Container isolation is achieved through a combination of Linux kernel features.
Namespaces
Docker containers are primarily built from two Linux primitives - cgroups (covered last time) and namespaces. Cgroups cover resource management per process - namespaces control what is visible to a process. Since a Docker container is nothing more than a Linux process, we can use namespaces of various types to control visibility of these resources:
- Unix Timesharing System (UTS) - basically hostnames and domain names.
- Process IDs
- Mount points
- Network
- User and group IDs
- Inter-process communications (IPC)
- Control groups (cgroups)
A process is always in one namespace of each type. We can see this immediately with the lsns command:
> lsns
NS TYPE NPROCS PID USER COMMAND
4026531834 time 103 1 root /sbin/init
4026531835 cgroup 103 1 root /sbin/init
4026531836 pid 103 1 root /sbin/init
4026531837 user 103 1 root /sbin/init
4026531838 uts 98 1 root /sbin/init
4026531839 ipc 103 1 root /sbin/init
4026531840 net 103 1 root /sbin/init
4026531841 mnt 94 1 root /sbin/init
Via bash, new namespaces can be created with the unshare command, which creates a subprocess running in a new namespace of the specified type:
> sudo unshare --pid --fork sh
> sudo unshare --mount sh
> sudo unshare --net bash
So the first one gives a process its own view of PIDs, starting from zero; the second its own device mounts; and the third allows for network namespaces which can enable routing between a container’s network namespace and the host’s!
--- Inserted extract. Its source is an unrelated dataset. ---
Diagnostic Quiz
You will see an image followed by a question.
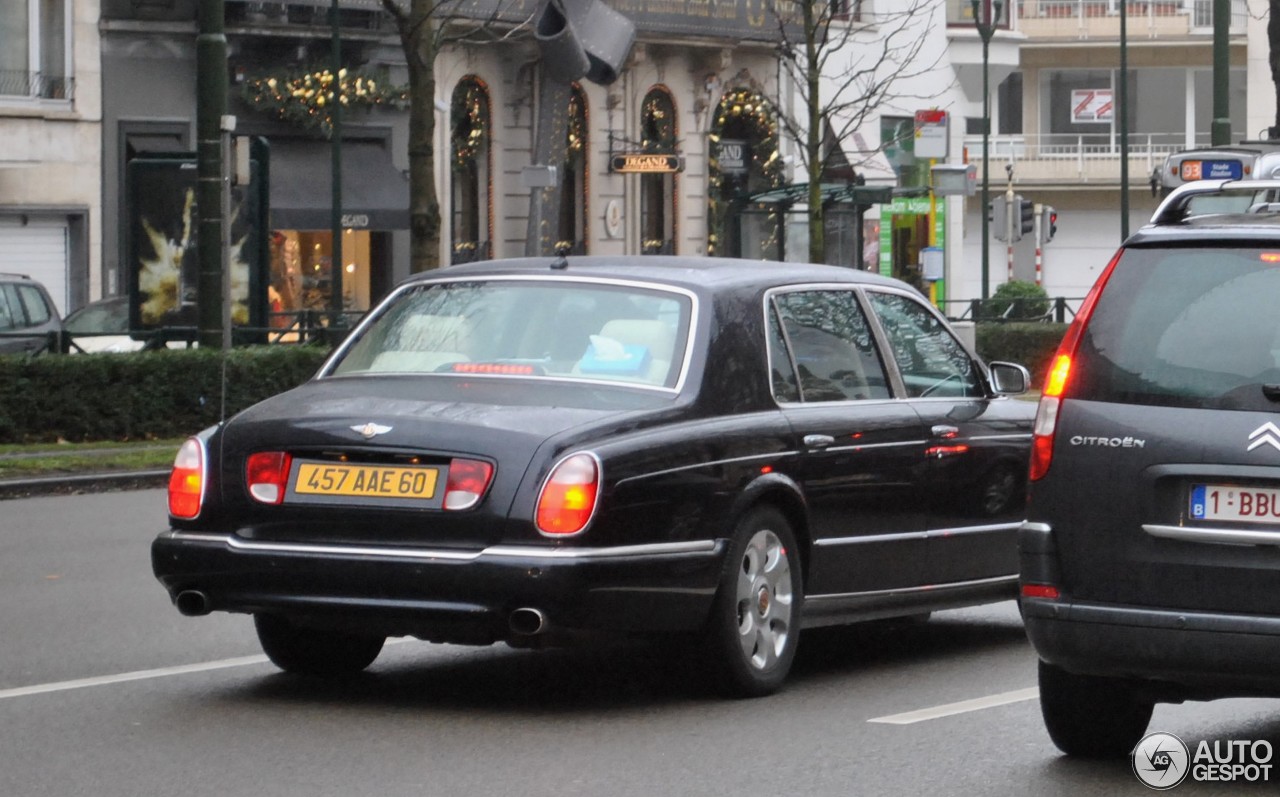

User namespaces are useful for running rootless containers in Docker - as of recently, rootless mode can even allow the Docker daemon (plus containers) to all run as non-root, while still allowing users in containers to be root.
chroot
The last bit of isolation we need, in addition to granular resource management (cgroups) and resource isolation (namespaces), is chroot, e.g. “Change root”. This allows a container to set its root filesystem location / to somewhere else, effectively making everything above that location invisible.
So I can use the following commands on my Ubuntu 24.04 LTS VM to download an aarch64 Alpine distribution, and chroot into it as a new root filesystem, using its binaries - it essentially already feels like an Alpine container at that point!
mkdir newroot
curl -o newroot/alpine.tar.gz https://dl-cdn.alpinelinux.org/alpine/v3.20/releases/aarch64/alpine-minirootfs-3.20.2-aarch64.tar.gz
tar -xzvf newroot/alpine.tar.gz -C newroot
rm -f newroot/alpine.tar.gz
chroot newroot sh